If you are satisfied with the result so far, please consider marking this topic as [Solved]. See How to mark a topic as [Solved] for a short how-to.
Thanks! 
1 Like
This seems to work a little:
config rule
option src 'lan'
option dest_port '53'
option target 'REJECT'
As soon as I disable the dns pbr rule for the VPN, connected devices can't access website addresses any more that haven't been visited before. For some reasons 'known' websites still work and use the VPN dns. Not sure why? Router still uses ISP dns.

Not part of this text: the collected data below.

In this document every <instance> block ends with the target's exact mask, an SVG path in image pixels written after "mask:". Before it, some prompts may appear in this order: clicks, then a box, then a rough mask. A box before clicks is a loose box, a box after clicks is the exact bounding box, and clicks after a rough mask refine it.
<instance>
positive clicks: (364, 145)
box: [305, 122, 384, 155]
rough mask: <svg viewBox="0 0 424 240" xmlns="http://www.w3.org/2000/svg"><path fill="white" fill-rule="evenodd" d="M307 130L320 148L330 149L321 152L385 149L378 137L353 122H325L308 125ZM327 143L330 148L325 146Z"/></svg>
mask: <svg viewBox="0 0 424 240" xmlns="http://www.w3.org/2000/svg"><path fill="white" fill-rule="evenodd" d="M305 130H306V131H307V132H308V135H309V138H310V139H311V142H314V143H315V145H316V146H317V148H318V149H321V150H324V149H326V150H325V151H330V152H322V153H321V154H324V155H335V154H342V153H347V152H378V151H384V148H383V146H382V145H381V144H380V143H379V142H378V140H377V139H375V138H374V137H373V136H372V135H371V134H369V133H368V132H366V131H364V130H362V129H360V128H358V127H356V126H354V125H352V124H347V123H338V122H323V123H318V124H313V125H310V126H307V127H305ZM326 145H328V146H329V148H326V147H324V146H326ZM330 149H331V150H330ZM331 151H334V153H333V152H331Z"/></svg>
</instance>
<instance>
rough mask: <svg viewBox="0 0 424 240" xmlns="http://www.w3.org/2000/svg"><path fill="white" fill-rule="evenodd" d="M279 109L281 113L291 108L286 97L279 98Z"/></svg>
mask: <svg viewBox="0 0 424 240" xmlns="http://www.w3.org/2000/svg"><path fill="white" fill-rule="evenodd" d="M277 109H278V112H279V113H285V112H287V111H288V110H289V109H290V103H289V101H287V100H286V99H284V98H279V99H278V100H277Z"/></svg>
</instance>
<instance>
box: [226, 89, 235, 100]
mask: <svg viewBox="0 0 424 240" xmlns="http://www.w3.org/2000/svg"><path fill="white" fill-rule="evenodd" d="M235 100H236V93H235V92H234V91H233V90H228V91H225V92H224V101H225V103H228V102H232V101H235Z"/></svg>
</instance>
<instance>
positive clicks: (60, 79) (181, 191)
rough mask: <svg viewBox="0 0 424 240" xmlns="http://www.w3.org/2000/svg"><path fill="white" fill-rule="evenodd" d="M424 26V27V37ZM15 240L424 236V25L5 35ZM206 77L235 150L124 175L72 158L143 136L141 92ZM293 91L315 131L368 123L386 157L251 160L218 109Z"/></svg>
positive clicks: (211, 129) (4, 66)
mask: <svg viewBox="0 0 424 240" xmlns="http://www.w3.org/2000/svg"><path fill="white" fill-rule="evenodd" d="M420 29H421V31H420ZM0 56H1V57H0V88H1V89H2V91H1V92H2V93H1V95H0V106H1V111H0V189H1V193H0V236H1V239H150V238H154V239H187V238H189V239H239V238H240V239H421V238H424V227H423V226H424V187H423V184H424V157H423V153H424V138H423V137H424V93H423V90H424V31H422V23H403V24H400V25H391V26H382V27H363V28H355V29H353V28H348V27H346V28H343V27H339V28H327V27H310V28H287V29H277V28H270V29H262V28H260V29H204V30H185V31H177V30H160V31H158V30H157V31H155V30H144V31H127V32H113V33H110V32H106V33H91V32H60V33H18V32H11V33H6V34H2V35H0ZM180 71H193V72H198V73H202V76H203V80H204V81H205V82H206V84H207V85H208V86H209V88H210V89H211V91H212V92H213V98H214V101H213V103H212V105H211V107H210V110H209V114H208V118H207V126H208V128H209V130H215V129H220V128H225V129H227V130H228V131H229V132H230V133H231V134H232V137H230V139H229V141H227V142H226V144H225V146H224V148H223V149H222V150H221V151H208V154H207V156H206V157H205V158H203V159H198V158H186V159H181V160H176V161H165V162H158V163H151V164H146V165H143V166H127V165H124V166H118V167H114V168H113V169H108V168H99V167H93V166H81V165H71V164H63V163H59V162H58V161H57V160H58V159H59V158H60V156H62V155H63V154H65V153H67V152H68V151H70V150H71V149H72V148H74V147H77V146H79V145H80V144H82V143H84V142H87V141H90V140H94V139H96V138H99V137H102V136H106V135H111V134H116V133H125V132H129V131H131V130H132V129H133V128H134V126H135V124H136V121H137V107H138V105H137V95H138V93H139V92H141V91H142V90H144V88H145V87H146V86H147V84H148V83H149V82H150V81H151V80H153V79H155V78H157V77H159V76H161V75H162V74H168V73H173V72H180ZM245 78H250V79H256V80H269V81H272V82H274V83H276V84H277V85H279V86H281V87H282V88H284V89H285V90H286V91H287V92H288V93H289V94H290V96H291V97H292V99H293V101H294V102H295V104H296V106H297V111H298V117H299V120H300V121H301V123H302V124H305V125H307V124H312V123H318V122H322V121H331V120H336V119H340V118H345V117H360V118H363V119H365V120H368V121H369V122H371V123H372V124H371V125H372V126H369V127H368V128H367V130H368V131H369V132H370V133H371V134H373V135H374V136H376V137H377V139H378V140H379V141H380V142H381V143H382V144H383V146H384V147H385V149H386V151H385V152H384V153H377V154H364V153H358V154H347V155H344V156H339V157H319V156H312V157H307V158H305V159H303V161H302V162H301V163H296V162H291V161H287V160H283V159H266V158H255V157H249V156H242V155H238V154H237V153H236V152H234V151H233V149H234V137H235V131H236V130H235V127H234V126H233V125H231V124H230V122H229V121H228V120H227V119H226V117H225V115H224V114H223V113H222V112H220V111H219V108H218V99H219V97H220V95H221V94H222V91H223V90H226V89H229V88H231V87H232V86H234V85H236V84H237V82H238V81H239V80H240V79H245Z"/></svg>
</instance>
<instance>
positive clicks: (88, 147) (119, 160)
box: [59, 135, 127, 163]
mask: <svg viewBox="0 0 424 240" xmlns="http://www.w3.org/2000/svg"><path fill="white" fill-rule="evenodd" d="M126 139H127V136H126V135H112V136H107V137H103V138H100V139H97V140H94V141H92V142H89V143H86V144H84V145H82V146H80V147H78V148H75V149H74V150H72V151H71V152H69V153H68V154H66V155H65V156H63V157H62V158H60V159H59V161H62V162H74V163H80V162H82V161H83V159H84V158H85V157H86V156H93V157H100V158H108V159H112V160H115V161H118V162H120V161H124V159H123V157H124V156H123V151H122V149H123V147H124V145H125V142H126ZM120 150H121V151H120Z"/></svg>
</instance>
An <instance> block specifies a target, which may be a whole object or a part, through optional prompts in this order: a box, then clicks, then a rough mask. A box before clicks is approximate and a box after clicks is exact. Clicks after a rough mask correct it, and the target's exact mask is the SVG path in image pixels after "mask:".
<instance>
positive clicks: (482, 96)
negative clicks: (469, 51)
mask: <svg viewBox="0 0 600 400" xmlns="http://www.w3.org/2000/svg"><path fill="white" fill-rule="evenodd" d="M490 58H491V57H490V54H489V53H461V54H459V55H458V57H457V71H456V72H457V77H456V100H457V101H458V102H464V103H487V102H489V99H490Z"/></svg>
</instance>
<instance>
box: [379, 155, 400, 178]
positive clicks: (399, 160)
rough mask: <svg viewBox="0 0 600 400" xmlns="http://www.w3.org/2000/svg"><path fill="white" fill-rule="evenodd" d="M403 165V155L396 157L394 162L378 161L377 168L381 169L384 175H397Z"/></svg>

Why isn't that working then?
config policy
option name 'Router itself uses VPN'
option src_addr '192.168.1.1'
option chain 'output'
option interface 'wg0'
Because clients can have a DNS cache
Because 192.168.1.1 is not the address of the router but the address of br-lan.
the OUTPUT chain does not need an address as it only applies to traffic coming from the router itself.
note my earlier warning for doing this.
At the moment I have other things to do so cannot assist you at this moment so good luck with it for now. But i am sure others will chime in
I even got a warning to back off:
You’ve posted a lot in this topic! Consider giving others an opportunity to reply here and discuss things with each other as well.
When I do this, I get an error (no specifics):
config policy
option name 'Router itself uses VPN'
option chain 'output'
option interface 'wg0'
lol. I really do appreciate your help a lot. Thanks!